Пользуясь разрешением короля, Суврэ окончательно распахнул дверь, взял из рук лакея бархатную подушку, на которой лежал какой-то беленький комочек, и направился с ним к кушетке. Тут он опустился на колени и, протягивая к королю подушку с комочком, оказавшимся очаровательной крошечной собачкой, сказал:

- Вот, ваше величество, собачка, которую так хотела иметь прелестная графиня де Майльи! Могу поручиться, что это - самый крошечный экземпляр из всего собачьего семейства. Но чего мне стоило достать его!..

Людовик лениво погладил собачонку по мягкой, пушистой шерсти и вяло улыбнулся, когда она принялась жадно сосать его мизинец.
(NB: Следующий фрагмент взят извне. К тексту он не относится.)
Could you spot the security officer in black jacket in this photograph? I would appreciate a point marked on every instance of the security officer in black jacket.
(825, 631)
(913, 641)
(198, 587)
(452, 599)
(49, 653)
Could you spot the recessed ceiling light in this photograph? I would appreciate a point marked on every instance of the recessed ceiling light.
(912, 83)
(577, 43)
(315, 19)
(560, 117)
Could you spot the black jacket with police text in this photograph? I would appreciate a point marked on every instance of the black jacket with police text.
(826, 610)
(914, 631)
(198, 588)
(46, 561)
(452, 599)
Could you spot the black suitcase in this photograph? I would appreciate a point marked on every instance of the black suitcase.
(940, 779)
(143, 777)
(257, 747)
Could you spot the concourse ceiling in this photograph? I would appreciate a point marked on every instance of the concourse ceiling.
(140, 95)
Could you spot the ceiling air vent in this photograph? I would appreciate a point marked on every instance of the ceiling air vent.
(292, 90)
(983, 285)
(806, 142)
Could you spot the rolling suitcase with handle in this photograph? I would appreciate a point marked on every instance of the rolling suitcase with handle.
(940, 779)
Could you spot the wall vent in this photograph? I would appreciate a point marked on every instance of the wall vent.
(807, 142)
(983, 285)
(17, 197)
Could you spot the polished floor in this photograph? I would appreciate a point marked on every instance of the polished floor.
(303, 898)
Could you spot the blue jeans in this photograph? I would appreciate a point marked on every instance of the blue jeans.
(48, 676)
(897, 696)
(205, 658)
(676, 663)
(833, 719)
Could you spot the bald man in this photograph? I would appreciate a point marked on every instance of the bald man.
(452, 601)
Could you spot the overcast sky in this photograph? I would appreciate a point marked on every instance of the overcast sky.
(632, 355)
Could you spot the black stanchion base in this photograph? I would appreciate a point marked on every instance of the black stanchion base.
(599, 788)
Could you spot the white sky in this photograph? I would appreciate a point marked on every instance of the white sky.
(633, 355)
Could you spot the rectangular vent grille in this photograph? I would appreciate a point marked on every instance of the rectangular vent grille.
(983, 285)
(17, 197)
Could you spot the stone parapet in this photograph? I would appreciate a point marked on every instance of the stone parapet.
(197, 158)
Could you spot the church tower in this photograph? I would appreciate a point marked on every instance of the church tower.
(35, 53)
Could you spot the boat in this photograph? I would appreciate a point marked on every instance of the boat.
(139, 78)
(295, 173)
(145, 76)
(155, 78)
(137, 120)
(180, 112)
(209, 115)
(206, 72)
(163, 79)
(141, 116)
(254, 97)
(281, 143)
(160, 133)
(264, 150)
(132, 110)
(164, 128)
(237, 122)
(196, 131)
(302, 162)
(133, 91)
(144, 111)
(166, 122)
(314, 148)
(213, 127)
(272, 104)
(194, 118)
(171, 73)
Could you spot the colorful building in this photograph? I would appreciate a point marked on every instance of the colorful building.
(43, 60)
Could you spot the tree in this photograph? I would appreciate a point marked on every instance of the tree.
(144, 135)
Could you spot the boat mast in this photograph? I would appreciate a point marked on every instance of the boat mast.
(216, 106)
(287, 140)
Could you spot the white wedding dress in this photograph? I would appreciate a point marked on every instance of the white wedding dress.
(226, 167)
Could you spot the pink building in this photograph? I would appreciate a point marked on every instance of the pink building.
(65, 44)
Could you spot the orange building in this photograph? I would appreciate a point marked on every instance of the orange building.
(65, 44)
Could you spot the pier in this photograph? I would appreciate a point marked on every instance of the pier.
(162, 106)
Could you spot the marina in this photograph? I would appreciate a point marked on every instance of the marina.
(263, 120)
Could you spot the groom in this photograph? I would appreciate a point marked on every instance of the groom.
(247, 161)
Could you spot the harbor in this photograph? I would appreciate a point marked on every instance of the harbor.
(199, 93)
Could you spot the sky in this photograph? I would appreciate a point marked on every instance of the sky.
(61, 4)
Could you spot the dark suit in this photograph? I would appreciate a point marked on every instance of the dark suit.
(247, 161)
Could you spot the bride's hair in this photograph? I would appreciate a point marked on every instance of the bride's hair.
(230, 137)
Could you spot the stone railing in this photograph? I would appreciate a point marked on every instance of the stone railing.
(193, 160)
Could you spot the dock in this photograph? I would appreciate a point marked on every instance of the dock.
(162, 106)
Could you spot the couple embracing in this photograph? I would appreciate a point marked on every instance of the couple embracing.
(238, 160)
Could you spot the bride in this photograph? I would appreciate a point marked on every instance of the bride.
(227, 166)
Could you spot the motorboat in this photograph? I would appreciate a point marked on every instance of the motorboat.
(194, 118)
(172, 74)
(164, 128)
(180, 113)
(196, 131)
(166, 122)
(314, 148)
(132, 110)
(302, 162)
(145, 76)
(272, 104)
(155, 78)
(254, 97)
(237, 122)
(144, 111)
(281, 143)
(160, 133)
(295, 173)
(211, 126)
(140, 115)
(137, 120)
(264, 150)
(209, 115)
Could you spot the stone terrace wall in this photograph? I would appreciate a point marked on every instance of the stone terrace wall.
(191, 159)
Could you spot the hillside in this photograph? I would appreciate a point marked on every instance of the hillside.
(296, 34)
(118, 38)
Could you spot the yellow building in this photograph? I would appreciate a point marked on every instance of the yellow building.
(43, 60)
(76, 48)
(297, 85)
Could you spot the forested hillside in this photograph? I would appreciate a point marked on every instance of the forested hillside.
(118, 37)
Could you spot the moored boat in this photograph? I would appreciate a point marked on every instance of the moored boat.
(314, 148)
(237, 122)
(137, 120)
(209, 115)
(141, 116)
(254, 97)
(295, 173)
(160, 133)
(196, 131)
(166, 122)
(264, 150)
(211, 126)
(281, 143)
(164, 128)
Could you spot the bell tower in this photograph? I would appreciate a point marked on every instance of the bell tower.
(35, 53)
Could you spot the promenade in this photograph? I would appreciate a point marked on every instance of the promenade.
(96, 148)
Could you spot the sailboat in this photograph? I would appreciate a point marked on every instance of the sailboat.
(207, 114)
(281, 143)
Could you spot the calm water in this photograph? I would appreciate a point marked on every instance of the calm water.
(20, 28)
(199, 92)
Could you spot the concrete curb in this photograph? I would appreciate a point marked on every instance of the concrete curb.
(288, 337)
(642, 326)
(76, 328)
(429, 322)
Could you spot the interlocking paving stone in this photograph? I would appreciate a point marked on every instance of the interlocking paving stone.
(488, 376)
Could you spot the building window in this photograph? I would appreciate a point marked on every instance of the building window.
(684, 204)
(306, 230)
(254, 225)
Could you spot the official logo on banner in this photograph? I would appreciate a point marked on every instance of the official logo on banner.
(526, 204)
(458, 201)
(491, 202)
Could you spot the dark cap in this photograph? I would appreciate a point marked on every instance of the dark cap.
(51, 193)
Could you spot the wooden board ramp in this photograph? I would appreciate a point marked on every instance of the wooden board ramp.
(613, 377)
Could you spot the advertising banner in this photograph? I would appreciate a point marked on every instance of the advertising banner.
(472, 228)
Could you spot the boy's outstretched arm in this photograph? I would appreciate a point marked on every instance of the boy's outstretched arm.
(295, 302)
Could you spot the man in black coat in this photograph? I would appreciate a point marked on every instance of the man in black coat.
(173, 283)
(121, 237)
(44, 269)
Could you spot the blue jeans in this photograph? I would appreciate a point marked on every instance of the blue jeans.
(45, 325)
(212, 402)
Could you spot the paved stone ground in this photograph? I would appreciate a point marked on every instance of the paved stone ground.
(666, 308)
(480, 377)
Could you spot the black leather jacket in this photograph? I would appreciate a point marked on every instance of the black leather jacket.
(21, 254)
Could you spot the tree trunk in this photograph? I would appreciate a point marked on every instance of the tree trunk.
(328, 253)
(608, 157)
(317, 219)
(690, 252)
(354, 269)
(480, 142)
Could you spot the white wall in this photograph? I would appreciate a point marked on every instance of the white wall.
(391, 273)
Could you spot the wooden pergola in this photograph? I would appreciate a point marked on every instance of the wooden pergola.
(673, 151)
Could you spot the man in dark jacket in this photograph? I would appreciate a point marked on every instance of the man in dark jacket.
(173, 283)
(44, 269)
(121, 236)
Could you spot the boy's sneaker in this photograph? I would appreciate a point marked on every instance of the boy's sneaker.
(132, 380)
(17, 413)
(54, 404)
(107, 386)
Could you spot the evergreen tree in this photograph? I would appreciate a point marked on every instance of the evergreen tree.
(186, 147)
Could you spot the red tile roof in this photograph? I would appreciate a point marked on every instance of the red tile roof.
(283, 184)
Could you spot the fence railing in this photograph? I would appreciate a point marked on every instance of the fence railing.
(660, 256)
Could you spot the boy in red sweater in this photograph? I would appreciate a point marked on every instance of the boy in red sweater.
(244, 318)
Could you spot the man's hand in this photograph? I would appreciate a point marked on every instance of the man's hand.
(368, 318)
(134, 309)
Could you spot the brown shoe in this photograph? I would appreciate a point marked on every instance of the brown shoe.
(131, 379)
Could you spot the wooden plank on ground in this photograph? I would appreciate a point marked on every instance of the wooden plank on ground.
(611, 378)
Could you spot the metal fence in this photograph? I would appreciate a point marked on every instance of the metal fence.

- Что это за порода? - спросил он.

- Не знаю, ваше величество, потому что родители этого песика были вывезены каким-то английским капитаном из далекой заморской страны. Тем не менее этот песик может с гордостью воскликнуть: "Moi, fils inconnu d'un si glorieux pиre!". Ведь папаша этого маленького комочка спас от неминуемой смерти герцогиню Пармскую, выбив из ее рук стакан с отравленным питьем. Он тут же пал жертвой своего инстинкта: несколько капель жидкости попало на мордочку песика, и он испустил свою собачью душу в ужасных конвульсиях. Благодарная герцогиня приказала набальзамировать его труп. Обо всем этом я узнал в Тоскане, где мне рассказали, кроме того, что герой оставил после себя двух малолетних наследников и что миниатюрнее этой собачьей семьи нет во всей Европе. Тогда я немедленно ринулся в Парму. Увы! Герцогиня и слушать не хотела о том, чтобы расстаться с сыном своего спасителя. Благословив свою судьбу за то, что я проживал в Парме инкогнито, я подкупил придворного лакея, и вот - "C'était pendant l'horreur d'une profonde nuit, - пес был выкраден, и я понесся с драгоценной добычей обратно во Францию, чтобы сложить ее у ног моего короля!

- Благодарю тебя, Суврэ, - ласково сказал Людовик. - Я всегда знал, что ты - мой лучший друг! Положи где-нибудь собачку и скажи потом Корбелэну, чтобы он присмотрел за ней, пока я не преподнесу ее графине. А в знак моей дружбы и благодарности возьми вот это, - король снял с пальца и кинул маркизу массивное золотое кольцо, изображавшее дракона, который в бессильной ярости закусил свой хвост и как бы изрыгал пламя крупными рубинами глаз.